For a deeper dive into CI/CD pipeline design for test suites, see our CI/CD Testing Pipeline guide.
pyproject.toml Configuration
Centralize your pytest configuration in pyproject.toml so CI and local development share the same settings:
# pyproject.toml
[tool.pytest.ini_options]
testpaths = ["tests"]
python_files = ["test_*.py"]
python_functions = ["test_*"]
addopts = "-v --strict-markers --tb=short"
markers = [
"slow: marks tests as slow",
"integration: marks tests requiring external services",
"smoke: marks tests for the smoke test suite",
]
filterwarnings = [
"error",
"ignore::DeprecationWarning",
]
Automate Python Testing with AI Agents
Manually writing and maintaining hundreds of pytest tests is time-consuming. AI coding agents like Claude Code, Cursor, and GitHub Copilot can generate pytest test suites automatically -- but only if they understand pytest idioms, fixture patterns, and testing best practices.
This is where QA Skills makes a difference. Install a pytest-specific skill into your AI agent, and it gains expert-level knowledge about fixture design, parametrize patterns, marker strategies, and plugin configuration.
# Install pytest patterns skill for your AI agent
npx @qaskills/cli add pytest-patterns
# Install broader Python testing patterns
npx @qaskills/cli add python-testing-patterns
Once installed, your AI agent will:
- Generate fixture-based tests with proper scope, yield teardown, and conftest.py organization
- Use parametrize for data-driven coverage instead of duplicating test functions
- Apply markers for test categorization and selective execution
- Configure plugins like pytest-cov and pytest-xdist in your pyproject.toml
- Write idiomatic mocks using monkeypatch and pytest-mock instead of fragile unittest.mock patterns
Browse all available Python testing skills at qaskills.sh/skills or read our Getting Started guide to set up your first skill in under 60 seconds.

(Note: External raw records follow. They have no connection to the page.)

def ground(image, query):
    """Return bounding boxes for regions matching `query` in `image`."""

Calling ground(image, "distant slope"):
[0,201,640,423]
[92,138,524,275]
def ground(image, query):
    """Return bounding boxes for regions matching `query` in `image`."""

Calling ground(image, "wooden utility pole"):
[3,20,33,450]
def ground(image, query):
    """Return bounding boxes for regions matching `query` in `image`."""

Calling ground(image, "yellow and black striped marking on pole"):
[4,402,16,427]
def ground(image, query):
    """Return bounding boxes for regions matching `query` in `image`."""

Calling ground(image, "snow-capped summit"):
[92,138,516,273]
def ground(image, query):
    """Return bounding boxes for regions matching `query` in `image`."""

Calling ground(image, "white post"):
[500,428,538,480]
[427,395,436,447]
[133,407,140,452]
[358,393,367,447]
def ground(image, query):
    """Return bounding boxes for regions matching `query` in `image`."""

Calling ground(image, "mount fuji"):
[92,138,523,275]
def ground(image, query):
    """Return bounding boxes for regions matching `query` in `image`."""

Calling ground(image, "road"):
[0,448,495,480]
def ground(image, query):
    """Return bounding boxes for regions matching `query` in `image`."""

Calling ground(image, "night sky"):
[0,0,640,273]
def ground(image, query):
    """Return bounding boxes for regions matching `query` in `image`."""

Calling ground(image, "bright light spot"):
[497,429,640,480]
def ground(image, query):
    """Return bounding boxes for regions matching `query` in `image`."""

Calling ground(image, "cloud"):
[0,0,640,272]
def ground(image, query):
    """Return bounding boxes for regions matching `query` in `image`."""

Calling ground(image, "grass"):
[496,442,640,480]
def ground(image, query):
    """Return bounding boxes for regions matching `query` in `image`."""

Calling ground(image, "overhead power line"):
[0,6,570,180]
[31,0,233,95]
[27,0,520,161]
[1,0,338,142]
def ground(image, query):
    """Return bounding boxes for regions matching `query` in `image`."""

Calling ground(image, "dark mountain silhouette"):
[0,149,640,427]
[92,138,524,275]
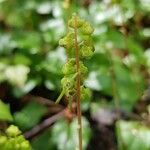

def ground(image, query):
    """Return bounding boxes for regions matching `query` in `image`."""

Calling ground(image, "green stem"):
[74,16,82,150]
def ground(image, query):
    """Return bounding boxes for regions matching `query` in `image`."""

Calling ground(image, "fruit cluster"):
[56,15,94,103]
[0,125,31,150]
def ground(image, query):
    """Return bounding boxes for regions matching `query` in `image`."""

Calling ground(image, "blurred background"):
[0,0,150,150]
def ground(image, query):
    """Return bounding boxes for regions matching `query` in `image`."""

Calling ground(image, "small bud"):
[68,15,84,28]
[81,86,91,100]
[6,125,21,137]
[81,22,94,35]
[59,32,74,49]
[80,45,94,59]
[62,58,76,75]
[61,75,75,91]
[20,141,31,150]
[79,61,88,76]
[0,136,7,145]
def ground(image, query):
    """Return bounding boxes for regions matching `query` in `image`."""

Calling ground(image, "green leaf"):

For teams practicing test-driven development, combine pytest skills with TDD workflows. Our TDD with AI Agents guide covers how to use AI agents for red-green-refactor cycles with pytest.
Frequently Asked Questions
How is pytest different from unittest?
pytest uses plain functions and assert statements, while unittest requires subclassing TestCase and using specific assertion methods like self.assertEqual(). pytest's fixture system is more flexible than unittest's setUp/tearDown, supporting scoping, composition, and dependency injection. pytest also provides better failure output, a plugin ecosystem, and parametrize for data-driven tests. You can run existing unittest tests with pytest, so migration is incremental.

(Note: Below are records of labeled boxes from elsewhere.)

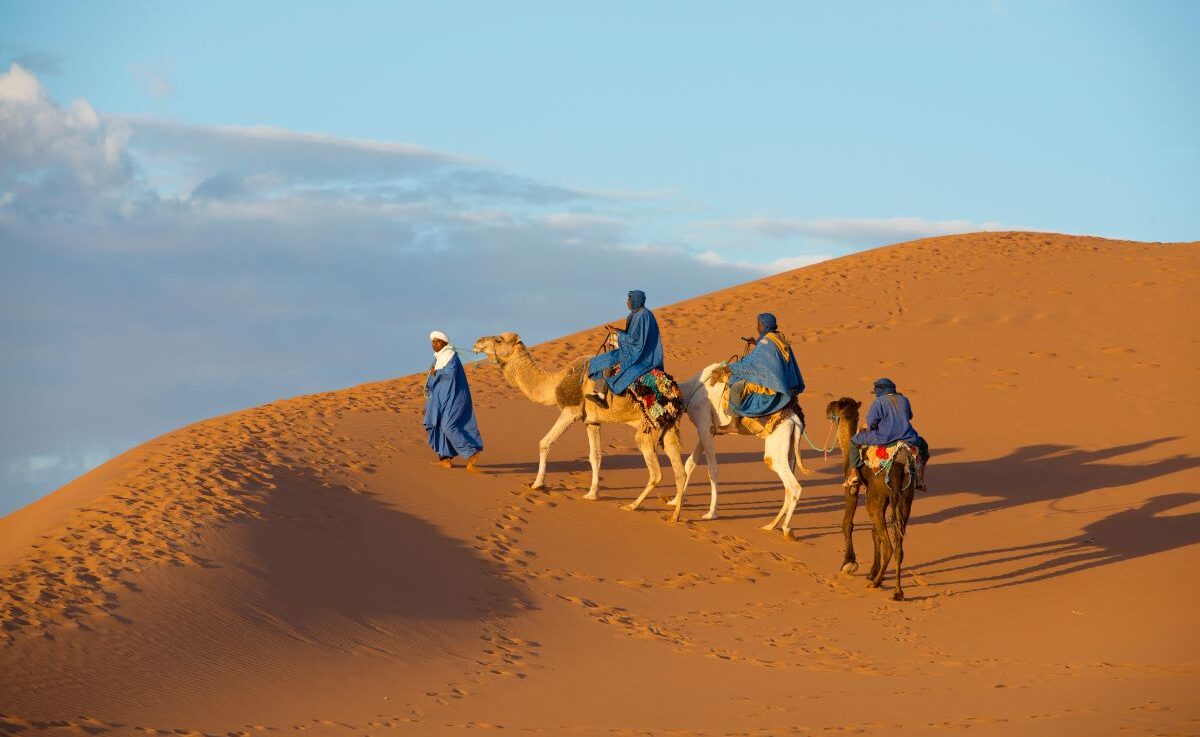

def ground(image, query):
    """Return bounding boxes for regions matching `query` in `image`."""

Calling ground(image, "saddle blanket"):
[629,369,683,429]
[863,441,920,473]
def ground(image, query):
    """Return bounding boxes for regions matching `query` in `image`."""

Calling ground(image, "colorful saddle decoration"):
[629,369,683,430]
[863,441,920,479]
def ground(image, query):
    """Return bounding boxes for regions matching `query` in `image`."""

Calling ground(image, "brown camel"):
[826,396,916,599]
[474,332,686,521]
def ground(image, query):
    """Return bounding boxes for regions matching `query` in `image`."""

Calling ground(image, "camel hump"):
[554,356,589,407]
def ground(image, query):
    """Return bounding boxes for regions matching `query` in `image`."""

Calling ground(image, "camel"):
[826,396,916,600]
[474,332,684,522]
[673,364,812,538]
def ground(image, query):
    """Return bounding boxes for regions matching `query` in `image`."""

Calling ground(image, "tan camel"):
[826,396,917,600]
[679,364,812,538]
[474,332,685,521]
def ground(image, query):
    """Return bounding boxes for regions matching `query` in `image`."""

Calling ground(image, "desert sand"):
[0,233,1200,736]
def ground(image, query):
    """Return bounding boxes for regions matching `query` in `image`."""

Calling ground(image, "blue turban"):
[758,312,779,337]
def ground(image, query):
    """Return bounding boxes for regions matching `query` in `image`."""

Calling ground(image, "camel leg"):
[766,423,803,538]
[892,504,904,601]
[624,431,665,511]
[866,491,892,588]
[583,424,600,501]
[841,484,862,574]
[700,431,720,520]
[761,439,794,532]
[530,407,578,490]
[892,479,917,601]
[662,429,688,522]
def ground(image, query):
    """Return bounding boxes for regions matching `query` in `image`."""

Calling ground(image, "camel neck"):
[502,350,542,401]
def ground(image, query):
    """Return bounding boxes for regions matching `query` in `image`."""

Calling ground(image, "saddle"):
[625,369,683,432]
[721,385,804,439]
[862,441,925,489]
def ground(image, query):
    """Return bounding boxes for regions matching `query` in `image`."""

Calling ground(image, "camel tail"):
[792,415,812,477]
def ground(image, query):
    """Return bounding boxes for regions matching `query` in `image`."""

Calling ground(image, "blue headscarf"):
[758,312,779,337]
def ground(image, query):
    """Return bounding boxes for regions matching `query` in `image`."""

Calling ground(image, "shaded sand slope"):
[0,233,1200,735]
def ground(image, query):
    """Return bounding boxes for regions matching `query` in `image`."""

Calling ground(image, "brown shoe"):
[467,450,484,473]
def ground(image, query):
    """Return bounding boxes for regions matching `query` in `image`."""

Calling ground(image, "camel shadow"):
[919,492,1200,593]
[913,437,1200,525]
[234,468,527,629]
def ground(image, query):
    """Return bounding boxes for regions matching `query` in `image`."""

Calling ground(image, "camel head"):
[472,332,524,364]
[826,396,863,430]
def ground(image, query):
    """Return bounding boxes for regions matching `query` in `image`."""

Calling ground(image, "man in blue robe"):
[584,289,662,408]
[425,330,484,472]
[850,378,929,489]
[730,312,804,418]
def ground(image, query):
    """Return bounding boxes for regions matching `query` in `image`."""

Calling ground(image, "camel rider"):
[425,330,484,472]
[850,378,929,490]
[730,312,804,418]
[586,289,662,408]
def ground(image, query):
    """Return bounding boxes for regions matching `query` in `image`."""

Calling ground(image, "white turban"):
[430,330,455,371]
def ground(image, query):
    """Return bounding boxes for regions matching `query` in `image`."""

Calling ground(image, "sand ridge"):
[0,233,1200,735]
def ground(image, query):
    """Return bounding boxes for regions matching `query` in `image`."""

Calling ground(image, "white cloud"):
[0,66,760,513]
[696,251,833,275]
[0,64,132,215]
[691,217,1028,248]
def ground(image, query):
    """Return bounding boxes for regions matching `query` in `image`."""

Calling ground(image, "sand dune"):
[0,233,1200,735]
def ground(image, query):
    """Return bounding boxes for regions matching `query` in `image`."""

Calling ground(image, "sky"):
[0,0,1200,514]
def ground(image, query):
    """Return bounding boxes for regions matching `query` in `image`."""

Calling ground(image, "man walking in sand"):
[425,330,484,473]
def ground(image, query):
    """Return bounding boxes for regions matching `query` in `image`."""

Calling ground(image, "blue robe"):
[852,394,920,445]
[425,355,484,459]
[588,307,662,394]
[730,331,804,418]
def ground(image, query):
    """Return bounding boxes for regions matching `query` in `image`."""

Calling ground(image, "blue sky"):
[0,1,1200,514]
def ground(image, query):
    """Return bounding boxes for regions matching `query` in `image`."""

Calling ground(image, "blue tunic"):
[588,307,662,394]
[425,355,484,459]
[852,394,920,445]
[730,332,804,418]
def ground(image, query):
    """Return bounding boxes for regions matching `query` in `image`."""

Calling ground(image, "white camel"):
[474,332,685,521]
[671,364,812,537]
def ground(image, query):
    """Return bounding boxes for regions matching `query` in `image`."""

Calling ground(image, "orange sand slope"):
[0,233,1200,736]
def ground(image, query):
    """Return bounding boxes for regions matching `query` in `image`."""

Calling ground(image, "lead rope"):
[800,420,838,461]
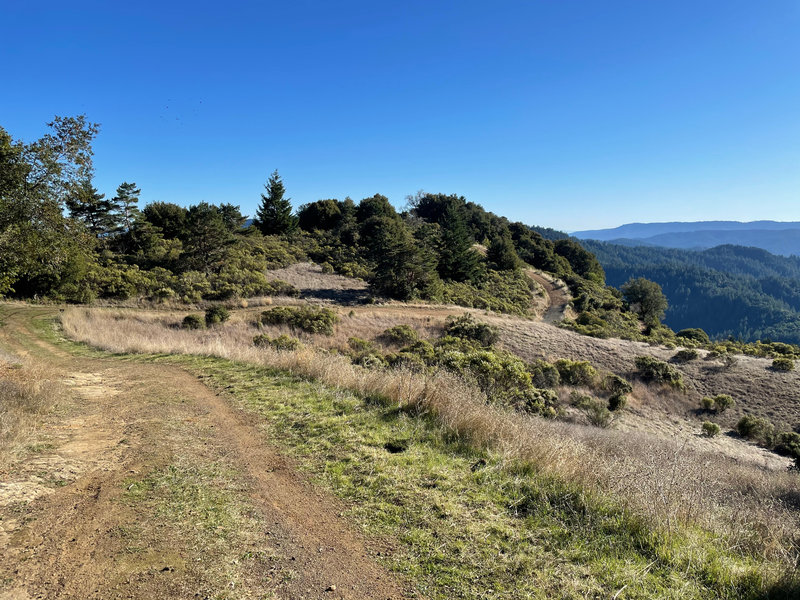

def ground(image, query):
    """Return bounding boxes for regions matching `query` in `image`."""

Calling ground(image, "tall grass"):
[61,308,800,571]
[0,352,63,467]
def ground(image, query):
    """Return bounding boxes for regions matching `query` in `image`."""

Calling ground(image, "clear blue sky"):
[0,0,800,230]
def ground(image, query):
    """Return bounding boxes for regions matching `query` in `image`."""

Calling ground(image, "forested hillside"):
[581,240,800,343]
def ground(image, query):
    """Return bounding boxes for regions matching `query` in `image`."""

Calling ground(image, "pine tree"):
[111,181,142,232]
[438,197,483,282]
[253,170,297,235]
[66,178,116,238]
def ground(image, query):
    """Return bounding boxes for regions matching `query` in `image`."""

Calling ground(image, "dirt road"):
[0,305,411,600]
[525,269,570,325]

What is the recommended directory structure for pytest?
The most common layout places tests in a top-level tests/ directory that mirrors your source structure. For a package called myapp, you would have tests/test_models.py, tests/test_views.py, and so on. Place shared fixtures in tests/conftest.py. For larger projects, use subdirectories like tests/unit/, tests/integration/, and tests/e2e/, each with their own conftest.py for scope-specific fixtures.
How do I run only failed tests from the last run?
Use the --lf (last failed) flag: pytest --lf. This re-runs only the tests that failed in your previous session. You can also use --ff (failed first) to run previously failed tests first, then the rest. These flags use the .pytest_cache directory to track results between runs.
Can pytest test async Python code?
Yes. Install the pytest-asyncio plugin (pip install pytest-asyncio) and mark your async test functions with @pytest.mark.asyncio. You can also create async fixtures using async def with yield. For projects using frameworks like FastAPI or aiohttp, pytest-asyncio integrates cleanly with their test clients.
How do I measure code coverage with pytest?
Install pytest-cov (pip install pytest-cov) and run pytest --cov=myapp --cov-report=term-missing. This shows which lines are not covered. Add --cov-fail-under=80 to fail the build if coverage drops below 80%. For HTML reports, use --cov-report=html, which generates an interactive report in htmlcov/. In CI, output XML with --cov-report=xml for integration with Codecov or Coveralls.